A Sad Puppy Testifies

The brilliant Hans Schantz tells of his differing experiences with Jon Del Arroz and the big-name authors who are presently engaged in a series of unprofessional and inappropriate attacks on the Arkhaven author:

As my fans and Wise of Heart subscribers are well aware, I run periodic “Based Book Sales” where indie and small press authors join together to offer some of their books at $0.99 or free. I compile them in a couple of big blog posts and we all use our social media reach and email lists to promote the sale. We introduce our readers to other authors whose works they might find interesting. And those other authors introduce their readers to our books. It’s a win-win.

Lately, sales have been moving about a thousand books in each outing. The all-time record was about five thousand. Each sale connects several dozen authors to hundreds of new readers. And Jon del Arroz has been there since the beginning, participating and helping out fellow authors, most of whom have no where near his social media reach.

The big-name authors are well aware of the sale. We even include their books, since our readers may not be familiar with some of them and might appreciate being introduced to a new author. But with few exceptions, they prefer to whine about how they are being ignored by influencers with greater reach than theirs, while at the same time refusing to lend a hand to the “parasites” trying to “ride on their coat tails”…

The “Sad Puppies” saga is not my story to tell. I was merely one of thousands of backers and supporters of the movement. From my in-the-trenches perspective, though, it was an effort to carve out a niche for non-woke fiction from the Skittle-hair people in the publishing industry who sought to ignore and suppress not only dissenting views, but also any fiction that failed to properly kow-tow to their diversity quotas and social justice diktats.

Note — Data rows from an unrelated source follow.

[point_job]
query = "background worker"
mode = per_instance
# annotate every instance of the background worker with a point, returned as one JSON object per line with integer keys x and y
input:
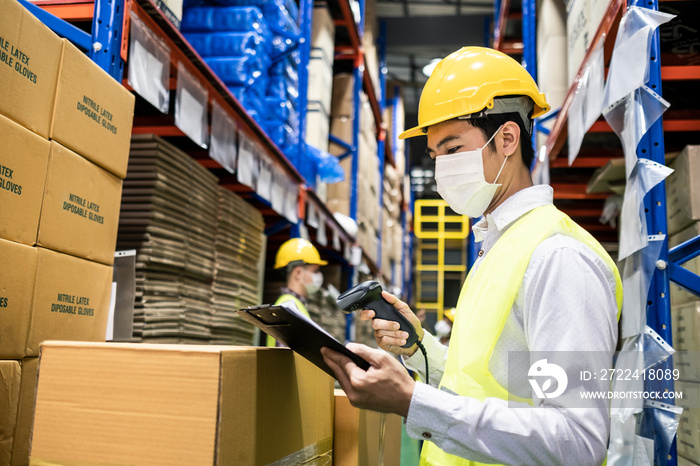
{"x": 540, "y": 283}
{"x": 302, "y": 265}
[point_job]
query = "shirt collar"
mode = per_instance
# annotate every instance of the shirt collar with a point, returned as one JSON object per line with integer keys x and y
{"x": 513, "y": 208}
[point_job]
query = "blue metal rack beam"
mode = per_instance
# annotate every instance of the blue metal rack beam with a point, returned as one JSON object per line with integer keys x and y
{"x": 80, "y": 38}
{"x": 685, "y": 251}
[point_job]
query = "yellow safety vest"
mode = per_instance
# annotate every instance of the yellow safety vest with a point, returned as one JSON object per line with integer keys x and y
{"x": 485, "y": 302}
{"x": 271, "y": 342}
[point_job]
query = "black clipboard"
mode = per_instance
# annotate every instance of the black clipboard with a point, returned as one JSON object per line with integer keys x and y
{"x": 298, "y": 333}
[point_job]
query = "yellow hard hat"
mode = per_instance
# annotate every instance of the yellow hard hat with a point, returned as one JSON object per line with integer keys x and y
{"x": 297, "y": 250}
{"x": 467, "y": 81}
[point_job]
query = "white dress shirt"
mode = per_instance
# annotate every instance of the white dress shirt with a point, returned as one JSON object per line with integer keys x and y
{"x": 566, "y": 302}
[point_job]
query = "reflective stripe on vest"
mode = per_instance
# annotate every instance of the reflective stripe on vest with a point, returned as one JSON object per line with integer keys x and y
{"x": 271, "y": 342}
{"x": 485, "y": 302}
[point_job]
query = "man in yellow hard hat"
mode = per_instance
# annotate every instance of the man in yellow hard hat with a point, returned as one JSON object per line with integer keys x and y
{"x": 540, "y": 283}
{"x": 302, "y": 264}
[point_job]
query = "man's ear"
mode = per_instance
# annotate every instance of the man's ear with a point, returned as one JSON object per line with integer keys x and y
{"x": 511, "y": 138}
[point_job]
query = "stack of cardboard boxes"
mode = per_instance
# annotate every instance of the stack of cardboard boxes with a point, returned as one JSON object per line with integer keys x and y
{"x": 683, "y": 209}
{"x": 65, "y": 127}
{"x": 583, "y": 17}
{"x": 339, "y": 194}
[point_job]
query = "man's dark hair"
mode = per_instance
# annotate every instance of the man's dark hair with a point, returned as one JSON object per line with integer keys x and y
{"x": 490, "y": 123}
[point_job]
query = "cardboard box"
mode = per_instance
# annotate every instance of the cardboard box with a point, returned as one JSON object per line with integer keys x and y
{"x": 320, "y": 82}
{"x": 341, "y": 127}
{"x": 94, "y": 113}
{"x": 688, "y": 440}
{"x": 148, "y": 404}
{"x": 172, "y": 9}
{"x": 24, "y": 158}
{"x": 317, "y": 126}
{"x": 29, "y": 58}
{"x": 71, "y": 300}
{"x": 17, "y": 276}
{"x": 80, "y": 211}
{"x": 682, "y": 190}
{"x": 25, "y": 412}
{"x": 678, "y": 295}
{"x": 356, "y": 435}
{"x": 343, "y": 98}
{"x": 10, "y": 380}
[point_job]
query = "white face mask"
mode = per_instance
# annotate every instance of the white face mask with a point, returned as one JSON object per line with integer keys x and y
{"x": 461, "y": 182}
{"x": 315, "y": 284}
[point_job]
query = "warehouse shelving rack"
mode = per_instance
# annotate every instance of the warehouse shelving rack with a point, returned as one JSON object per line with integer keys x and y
{"x": 107, "y": 46}
{"x": 108, "y": 43}
{"x": 579, "y": 203}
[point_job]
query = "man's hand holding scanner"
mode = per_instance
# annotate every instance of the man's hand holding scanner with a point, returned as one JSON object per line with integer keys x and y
{"x": 387, "y": 333}
{"x": 386, "y": 386}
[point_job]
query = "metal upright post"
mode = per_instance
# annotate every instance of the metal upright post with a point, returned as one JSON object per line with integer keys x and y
{"x": 107, "y": 31}
{"x": 658, "y": 300}
{"x": 529, "y": 26}
{"x": 354, "y": 170}
{"x": 381, "y": 42}
{"x": 305, "y": 25}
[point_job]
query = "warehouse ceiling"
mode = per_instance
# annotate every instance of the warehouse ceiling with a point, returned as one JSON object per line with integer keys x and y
{"x": 417, "y": 31}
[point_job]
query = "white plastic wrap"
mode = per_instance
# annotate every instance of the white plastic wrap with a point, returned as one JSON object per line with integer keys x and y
{"x": 191, "y": 101}
{"x": 321, "y": 237}
{"x": 637, "y": 271}
{"x": 149, "y": 65}
{"x": 223, "y": 147}
{"x": 631, "y": 117}
{"x": 264, "y": 185}
{"x": 279, "y": 184}
{"x": 291, "y": 205}
{"x": 629, "y": 65}
{"x": 633, "y": 226}
{"x": 248, "y": 164}
{"x": 587, "y": 102}
{"x": 311, "y": 215}
{"x": 540, "y": 174}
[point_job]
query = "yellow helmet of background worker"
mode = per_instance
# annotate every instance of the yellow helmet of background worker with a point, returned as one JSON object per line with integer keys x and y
{"x": 467, "y": 81}
{"x": 297, "y": 250}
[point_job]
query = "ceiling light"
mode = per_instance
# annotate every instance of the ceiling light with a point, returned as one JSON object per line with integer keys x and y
{"x": 428, "y": 69}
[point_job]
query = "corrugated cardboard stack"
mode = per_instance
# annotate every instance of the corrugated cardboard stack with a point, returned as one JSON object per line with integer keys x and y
{"x": 59, "y": 205}
{"x": 169, "y": 216}
{"x": 180, "y": 404}
{"x": 357, "y": 435}
{"x": 683, "y": 209}
{"x": 392, "y": 231}
{"x": 239, "y": 248}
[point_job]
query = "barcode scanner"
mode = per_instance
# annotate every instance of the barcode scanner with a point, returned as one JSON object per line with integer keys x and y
{"x": 368, "y": 295}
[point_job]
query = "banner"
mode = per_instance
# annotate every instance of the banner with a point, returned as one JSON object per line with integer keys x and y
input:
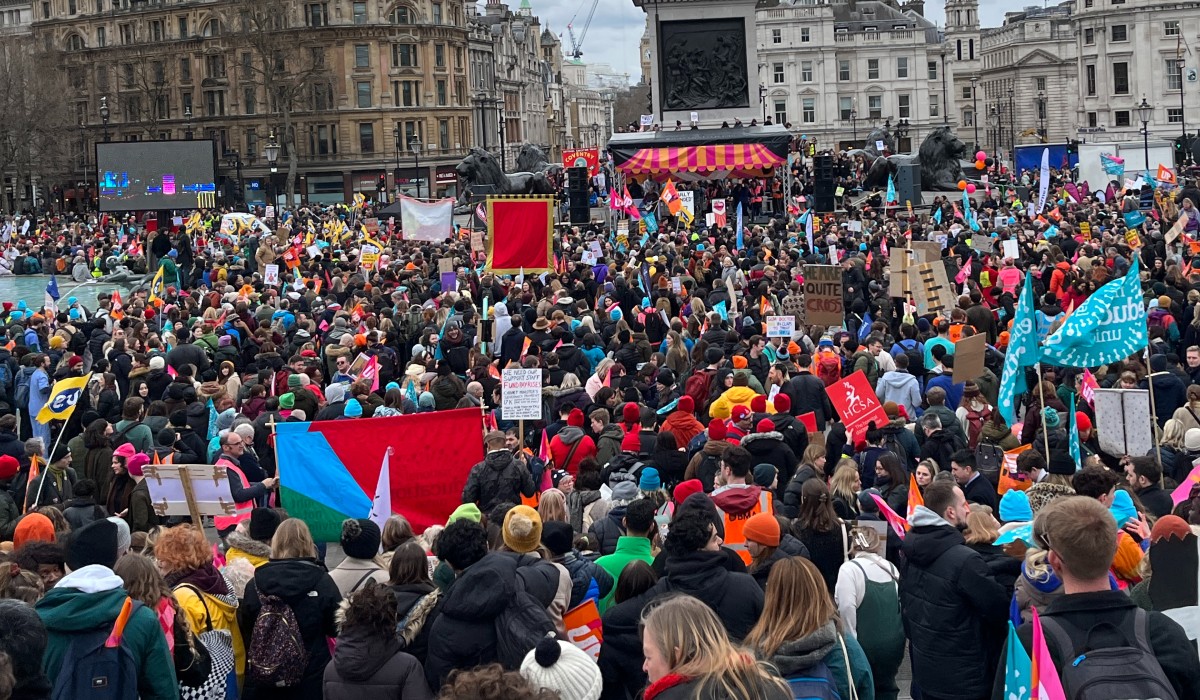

Great progress was made… until big-name authors and their big-name publishers decided enough controversy was enough, their point had been made and they were going to take their flags and go home, abandoning the rest of us on the field of battle.

Painful as that betrayal was at the time, it was probably for the best, because it gave rise to a more decentralized and less cancellable movement. Individual creators carved out their own independent pieces of a based literature movement, call it “Iron Age,” or “Comicsgate,” or “Superversive.” Based creators making based fiction and graphic novels serving their fans and defying their would-be gatekeepers.

And the legacy big-name authors and some of their fans are clueless and fail to understand what Jon means when he says “I am the leader of Sad Puppies,” for he omits the rest of the Gamergate-inspired mantra: “and so can you.”

L’Affaire del Arroz, 2 October 2023

As it happens, the Sad Puppies saga and the Comicsgate kerfluffle are my stories to tell, and I will tell them when I appear on Jon Del Arroz’s stream on Thursday night for an interview with him. It’s not my intention to criticize anyone, victimize anyone, or air any dirty laundry – and there isn’t any to air anyhow, Sad Puppies really was just a fundamental difference of opinions – but I will ensure that everyone knows exactly what happened and why it happened for future reference.

We’ll also have a new announcement to make concerning Alt-Hero.

In the interest of full disclosure, I note that Hans Schantz is an Arktoons contributor and I have occasionally supported his Based Book Sales marketing efforts.